Scheduled to get underway this spring, the $35 million project involves replacing the Wellington Road bridge and widening about three kilometres of nearby highway.
A design and construction report documenting the detail design and construction methods and staging is available for public review until February 25.
Dennis Regan, a spokesperson with the Ministry of Transportation of Ontario, said the bridge — technically billed as an underpass — was identified to be of heritage potential in a 2005 provincial heritage bridge guide. Of interest is its reinforced concrete, rigid frame, box girder structure.
Precast, prestressed concrete was first introduced into North American construction in 1949 and was introduced in Ontario in 1954 by a Sarnia manufacturer. Built in 1956 as part of the Woodstock to London section of Highway 401, the bridge “is one of the earliest concrete bridges in Ontario,” said Karla Barboza, a provincial heritage conservation advisor.
Just of what historical value the bridge might be and how best to preserve its heritage, however, are questions MTO and the Ministry of Culture are still working out.
The questions first arose “during our preliminary design stage of the project,” said Regan, when it was determined the bridge would have to be replaced.
While some documentation was completed as part of the environmental assessment requirement, the Ministry of Culture wanted additional assessment, he said.
Regan doubted the study would result in requirements that might interfere with the bridge’s removal.
More likely they would involve obtaining additional documentation.
“The project is staged over a two-year period and we are building a new structure to the east of the existing (bridge), so I guess the beginning of the project will see the bridge components (and associated road components),” Regan said.
Other key features of the project are: widening about three kilometres of Highway 401 to six lanes with median from four; changing the Wellington Road interchange to improve traffic flow and to create separate westbound highway access for Wellington and Exeter Roads; widening and rehabilitating the Dingman Drive bridge west of Wellington; improving access between the 401 and 402; installing new lighting and upgrading signage; and drainage improvements.
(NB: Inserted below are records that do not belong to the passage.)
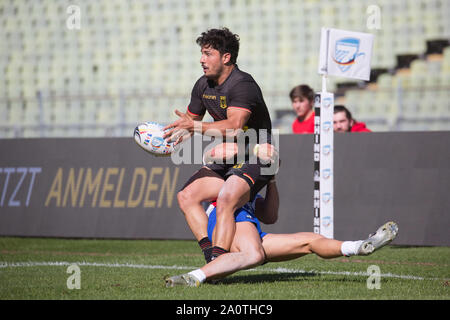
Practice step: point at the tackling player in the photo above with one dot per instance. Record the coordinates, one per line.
(252, 247)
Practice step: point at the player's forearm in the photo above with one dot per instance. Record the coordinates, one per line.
(226, 128)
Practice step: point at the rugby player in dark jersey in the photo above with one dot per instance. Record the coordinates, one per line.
(235, 101)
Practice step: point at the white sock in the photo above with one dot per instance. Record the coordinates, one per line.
(199, 275)
(350, 248)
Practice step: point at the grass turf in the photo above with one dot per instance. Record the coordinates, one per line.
(135, 269)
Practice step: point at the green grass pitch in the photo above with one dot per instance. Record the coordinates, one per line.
(36, 268)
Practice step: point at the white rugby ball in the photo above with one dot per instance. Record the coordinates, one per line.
(149, 136)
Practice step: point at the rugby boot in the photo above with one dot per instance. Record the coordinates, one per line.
(383, 236)
(185, 280)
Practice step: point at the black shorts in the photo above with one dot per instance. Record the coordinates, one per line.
(251, 173)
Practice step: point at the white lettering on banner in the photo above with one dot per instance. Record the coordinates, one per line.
(14, 181)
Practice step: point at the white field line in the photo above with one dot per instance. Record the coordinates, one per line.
(174, 267)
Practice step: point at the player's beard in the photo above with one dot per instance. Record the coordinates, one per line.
(215, 73)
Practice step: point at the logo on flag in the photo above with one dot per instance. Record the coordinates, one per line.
(345, 53)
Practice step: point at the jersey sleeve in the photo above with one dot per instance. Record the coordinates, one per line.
(244, 95)
(196, 106)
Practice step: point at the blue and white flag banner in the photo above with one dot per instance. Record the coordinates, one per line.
(345, 53)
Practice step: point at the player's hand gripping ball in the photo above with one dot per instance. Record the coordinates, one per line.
(149, 136)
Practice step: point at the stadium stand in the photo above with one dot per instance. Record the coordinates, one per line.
(133, 61)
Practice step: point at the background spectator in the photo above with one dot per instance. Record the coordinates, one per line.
(344, 122)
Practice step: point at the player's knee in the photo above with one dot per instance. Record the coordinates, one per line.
(256, 256)
(226, 200)
(185, 199)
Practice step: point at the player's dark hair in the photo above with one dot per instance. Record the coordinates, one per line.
(223, 40)
(302, 91)
(341, 108)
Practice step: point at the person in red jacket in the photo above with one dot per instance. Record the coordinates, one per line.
(302, 98)
(344, 122)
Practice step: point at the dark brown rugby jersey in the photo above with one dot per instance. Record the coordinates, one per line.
(239, 90)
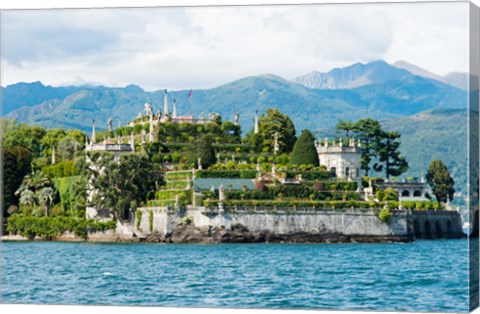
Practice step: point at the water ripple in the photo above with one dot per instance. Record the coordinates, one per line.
(420, 276)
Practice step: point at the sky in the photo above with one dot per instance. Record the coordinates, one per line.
(204, 47)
Regan said the need to accommodate increased traffic volumes in the area is the motivation behind the work.
It’s one of two major improvements taking place along the southwestern portion of the 401 this year, he said, referring to the second stage of a road-widening project near Tilbury also planned to begin this spring.
Currently, the ministry is finalizing design details for the London project and is in the last stage of obtaining environmental approvals, he said.
The project is a partnership between the provincial and federal governments and is partly funded by the Canada-Ontario Border Infrastructure Fund.
Copies of the design and construction report can be viewed at the government information centre in London as well as the Ministry of the Environment London office, the City of London, the Jalna branch of the London Public Library and Delcan Corporation.
The report was prepared for MTO by Delcan Corporation.